Marie‑José Gainche

Professeure de Karaté – 4e dan – Membre fondatrice de l’EKDP

Marie‑José Gainche – Professeure EKDP

Comment tout a commencé

Pour tout vous dire, je suis née à la place d’un fils que mes parents n’ont jamais eu (José‑Marie). C’est peut‑être pour cela que j’ai un passé de garçon manqué. J’ai commencé par le judo à l’âge de 14 ans avec un grand champion français : Monsieur Pariset. Après deux ans de pratique, un déménagement familial m’a éloignée du tatami.

Mes parents souhaitaient me réinscrire dans un club de judo, mais adolescente, je n’y trouvais plus mon compte. Ils m’ont alors proposé d’essayer le karaté. Pourquoi pas ? me suis‑je dit. C’est ainsi que j’ai rejoint l’OMS du 11e arrondissement de Paris.

À 18 ans, on ne voulait plus de moi aux cours enfants… alors j’ai commencé la self‑défense féminine au KAJYN Club. Malheureusement, une sérieuse entorse m’a conduite à une opération des ligaments de la cheville. Le sport s’est alors mis en pause pendant un moment.

En 2000, en reprenant mes études à la Sorbonne Nouvelle, je suis tombée par hasard sur une affiche de karaté. Une séance d’essai plus tard, je transpirais au milieu de jeunes pratiquants… et je me demandais pourquoi je n’étais pas sortie boire un verre avec des amis. Mais l’ambiance était bonne, le groupe accueillant, et j’ai rapidement trouvé ma place.

Et après l’an 2000 ?

Je me suis accrochée. Malgré quelques soucis de santé, j’ai vite constaté que si je n’allais pas au cours, le manque d’entraînement devenait difficile à supporter — autant physiquement que moralement.

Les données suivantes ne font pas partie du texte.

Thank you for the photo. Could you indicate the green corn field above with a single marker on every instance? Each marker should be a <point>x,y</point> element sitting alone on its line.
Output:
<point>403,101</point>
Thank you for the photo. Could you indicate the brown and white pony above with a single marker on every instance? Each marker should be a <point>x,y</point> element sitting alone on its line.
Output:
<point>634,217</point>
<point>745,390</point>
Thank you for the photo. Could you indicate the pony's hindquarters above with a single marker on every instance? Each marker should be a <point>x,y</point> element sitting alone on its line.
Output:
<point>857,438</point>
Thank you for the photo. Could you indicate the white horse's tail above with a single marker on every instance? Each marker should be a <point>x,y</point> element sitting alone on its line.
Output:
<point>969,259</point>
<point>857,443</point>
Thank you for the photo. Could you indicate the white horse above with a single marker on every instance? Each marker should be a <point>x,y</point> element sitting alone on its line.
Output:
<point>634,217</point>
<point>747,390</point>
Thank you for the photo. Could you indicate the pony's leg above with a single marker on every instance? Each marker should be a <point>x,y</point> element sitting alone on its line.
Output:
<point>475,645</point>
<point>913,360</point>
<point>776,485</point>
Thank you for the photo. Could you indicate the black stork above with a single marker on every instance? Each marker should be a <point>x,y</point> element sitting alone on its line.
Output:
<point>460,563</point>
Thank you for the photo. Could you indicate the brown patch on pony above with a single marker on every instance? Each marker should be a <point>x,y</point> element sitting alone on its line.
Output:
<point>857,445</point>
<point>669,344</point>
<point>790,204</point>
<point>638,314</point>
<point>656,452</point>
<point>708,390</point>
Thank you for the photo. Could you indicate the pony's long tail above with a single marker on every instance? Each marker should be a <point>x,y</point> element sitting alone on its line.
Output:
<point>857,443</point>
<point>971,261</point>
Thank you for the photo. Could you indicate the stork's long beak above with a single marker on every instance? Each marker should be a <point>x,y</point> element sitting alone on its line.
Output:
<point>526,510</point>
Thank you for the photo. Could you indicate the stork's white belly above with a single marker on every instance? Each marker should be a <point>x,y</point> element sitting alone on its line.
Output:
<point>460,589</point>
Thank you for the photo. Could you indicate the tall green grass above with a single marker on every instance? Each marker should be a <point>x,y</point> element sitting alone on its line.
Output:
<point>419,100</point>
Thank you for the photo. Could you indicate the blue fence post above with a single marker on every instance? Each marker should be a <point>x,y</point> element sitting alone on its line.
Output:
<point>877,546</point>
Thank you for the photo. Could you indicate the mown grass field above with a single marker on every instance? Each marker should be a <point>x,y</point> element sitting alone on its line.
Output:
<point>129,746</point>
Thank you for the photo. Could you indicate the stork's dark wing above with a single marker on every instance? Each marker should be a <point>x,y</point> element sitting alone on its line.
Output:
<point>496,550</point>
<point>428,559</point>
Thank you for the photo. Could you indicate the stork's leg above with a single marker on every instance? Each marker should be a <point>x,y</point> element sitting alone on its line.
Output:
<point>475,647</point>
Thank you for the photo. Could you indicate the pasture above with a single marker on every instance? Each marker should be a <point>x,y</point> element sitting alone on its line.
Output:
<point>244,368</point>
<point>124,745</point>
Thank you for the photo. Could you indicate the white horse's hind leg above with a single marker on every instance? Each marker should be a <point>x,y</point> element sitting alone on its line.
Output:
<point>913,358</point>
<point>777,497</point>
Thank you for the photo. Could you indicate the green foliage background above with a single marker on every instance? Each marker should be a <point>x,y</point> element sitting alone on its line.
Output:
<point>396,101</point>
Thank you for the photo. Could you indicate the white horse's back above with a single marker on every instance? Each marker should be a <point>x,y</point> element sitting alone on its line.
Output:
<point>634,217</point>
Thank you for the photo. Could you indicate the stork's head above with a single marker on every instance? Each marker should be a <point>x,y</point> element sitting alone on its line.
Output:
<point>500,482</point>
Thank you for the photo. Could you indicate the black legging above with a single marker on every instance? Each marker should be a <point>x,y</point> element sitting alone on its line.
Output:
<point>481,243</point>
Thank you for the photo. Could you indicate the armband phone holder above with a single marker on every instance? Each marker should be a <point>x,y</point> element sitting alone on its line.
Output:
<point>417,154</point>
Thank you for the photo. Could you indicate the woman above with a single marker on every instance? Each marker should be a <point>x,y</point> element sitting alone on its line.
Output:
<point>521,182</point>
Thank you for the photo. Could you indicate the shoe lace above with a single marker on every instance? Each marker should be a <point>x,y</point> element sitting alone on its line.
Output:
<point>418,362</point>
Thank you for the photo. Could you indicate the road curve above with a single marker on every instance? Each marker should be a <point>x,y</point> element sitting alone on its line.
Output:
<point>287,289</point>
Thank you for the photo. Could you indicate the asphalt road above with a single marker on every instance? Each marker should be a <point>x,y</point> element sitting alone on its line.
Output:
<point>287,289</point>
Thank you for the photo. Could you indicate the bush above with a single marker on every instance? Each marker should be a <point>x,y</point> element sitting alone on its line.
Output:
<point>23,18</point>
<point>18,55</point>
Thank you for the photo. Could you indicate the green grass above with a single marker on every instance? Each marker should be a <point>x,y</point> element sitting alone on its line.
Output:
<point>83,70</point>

La passion a grandi au fil des mois.

Faire du karaté n’est pas toujours facile : il ne suffit pas d’assister aux cours pour progresser. Mais le plaisir est toujours là. Et surtout, un bon groupe d’amis s’est formé. Le professeur savait faire ressortir le meilleur de chacun.

Transpirer, aller chercher l’énergie au plus profond de soi… cela me fait du bien. Le karaté m’aide à affronter les difficultés du quotidien, mentalement comme physiquement. Et puis, il m’a aussi apporté un mari — ce n’est pas rien !

Et l’EKDP dans tout ça ?

Je me suis longtemps vue comme le “vilain petit canard” : plus âgée, femme, débutante sérieuse seulement depuis 2000, diplômée d’État après la création du club… mais cela n’a gêné personne, et cela m’a profondément touchée.

J’ai eu la chance d’assister mon professeur pour les cours enfants. J’ai réalisé que transmettre me procurait un immense plaisir — et je crois que la réciproque était vraie.

C’est ainsi que j’ai commencé à préparer le Brevet d’État d’Éducateur Sportif. En parallèle, le projet EKDP germait. Comme Cédric et moi avions étudié ensemble pour le Brevet d’État de Karaté, ils ont pensé à moi pour compléter l’équipe. Cela m’a beaucoup touchée, et je ferai toujours tout pour être à la hauteur.